The larger tire diameter caused the speedometer to be off. Thankfully, the Hypertech Speedometer Calibrator makes easy work of getting the speedometer right back within spec. It also allows programming for gear changes, although the BRT kept its factory 3.55:1 gearing. Malfunction codes also can be read and cleared with the calibrator as well.


The LT295/75R16/E All-Terrain T/A KO2 spare fit in the spare tire position under the bed; I always like to have at least one full-size spare tire with me at all times. Steve Nantz at Sand Hollow Offroad in Hurricane, Utah, broke into our rear axle to give the differential a quick look and clean out the insides on the big Ford 9.75-inch rear end.


The BRT came with 3.55:1 gears and open differentials, so a Detroit Truetrac helical gear limited-slip was on my list of changes to the rear. The modular Triton V-8 is surprisingly strong and the truck works well with the 3.55s, so I decided to keep that ratio in favor of steeper gears. However, to address the small whine from the rear end I contacted West Coast Differentials (WCD) for some new Ford factory gears (left) and the Truetrac limited-slip (right). WCD has a wide selection of factory gears and offers shipping the same day you call. Note: The Truetrac works best with regular 80W-90 gear oil without any friction modifiers. I discovered WalMart 80W-90 gear oil doesn't have the modifier and the BRT is now whine-free. The Truetrac is totally transparent until it needs to provide traction to both rear wheels, working quite well as a limited-slip. Fun fact: You can preload a Truetrac with the brakes and it will just about lock completely. As it's a helical gear design, I like the fact there's no clutch packs to wear out.


The BRT is a 15-year-old pickup, so it had some nicks and chips. I've used automotive touchup paint from Automotive Touchup for years, so I turned to the website again for primer, base and clear coat paint that matched the Ford's paint code for the needed touchups. The paint matched perfectly, and the aberrations are now hard to see. They'd be impossible to see if the repairs were performed by someone more skilled than me.


One of the BRT's daily driver chores will be as a bicycle transporter. The Yakima HoldUp EVO +2 bike carrier fits in the F-150's 2-inch hitch receiver, folds up when not in use and fits 20- to 29-inch wheel sizes and tires up to 5 inches wide. The HoldUp EVO does this by using its StrongArm hook that secures bikes at the front wheel, protecting painted surfaces and carbon frames. If there are more than two bikes to carry, the HoldUp EVO +2 has an extension that allows it to carry up to four bikes.

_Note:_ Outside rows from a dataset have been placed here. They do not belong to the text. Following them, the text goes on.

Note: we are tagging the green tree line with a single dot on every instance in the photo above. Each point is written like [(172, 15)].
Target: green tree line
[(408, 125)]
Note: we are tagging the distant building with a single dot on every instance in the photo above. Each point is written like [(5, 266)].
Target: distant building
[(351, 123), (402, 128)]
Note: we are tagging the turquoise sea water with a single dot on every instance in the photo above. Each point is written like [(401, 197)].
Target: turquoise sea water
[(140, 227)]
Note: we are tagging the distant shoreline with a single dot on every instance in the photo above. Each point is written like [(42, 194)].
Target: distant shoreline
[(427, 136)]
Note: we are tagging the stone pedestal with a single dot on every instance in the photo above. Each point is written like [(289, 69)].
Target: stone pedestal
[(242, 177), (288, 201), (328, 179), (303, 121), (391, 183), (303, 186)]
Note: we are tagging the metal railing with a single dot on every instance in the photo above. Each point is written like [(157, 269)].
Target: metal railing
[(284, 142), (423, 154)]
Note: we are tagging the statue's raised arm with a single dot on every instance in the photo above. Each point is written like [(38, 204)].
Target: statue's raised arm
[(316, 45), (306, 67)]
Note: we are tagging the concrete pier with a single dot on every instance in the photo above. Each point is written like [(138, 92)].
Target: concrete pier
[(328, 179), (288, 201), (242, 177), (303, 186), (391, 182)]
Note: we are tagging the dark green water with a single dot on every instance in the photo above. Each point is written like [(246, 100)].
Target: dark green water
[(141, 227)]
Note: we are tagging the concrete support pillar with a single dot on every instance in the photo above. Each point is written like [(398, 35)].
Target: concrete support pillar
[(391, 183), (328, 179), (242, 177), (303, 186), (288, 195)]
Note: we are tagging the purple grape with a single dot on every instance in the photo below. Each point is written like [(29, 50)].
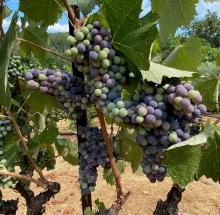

Our first choice for bike transport was the Yakima CrashPad tailgate bike carrier. The CrashPad carries up to five bikes securely over the tailgate and features high-density foam and nylon that protects the bikes and the truck; unfortunately, the 2003 F-150's tailgate was too narrow. Here's the CrashPad on a Ford Ranger.


The bed of the BRT carries almost all the gear and gas needed for extended exploring trips. Inside, the rear crew-cab seats fold flat for a secure cargo area that I use for gear that needs to stay away from dirt, moisture and thieves, such as cameras and an ARB fridge-freezer.


While the F-150 was built to be a competent backcountry explorer, like most pickups, it spends much of its time on pavement. The backcountry modifications helped to make the BRT an even better pavement pounder than it already was, and it's a pleasure to drive every day.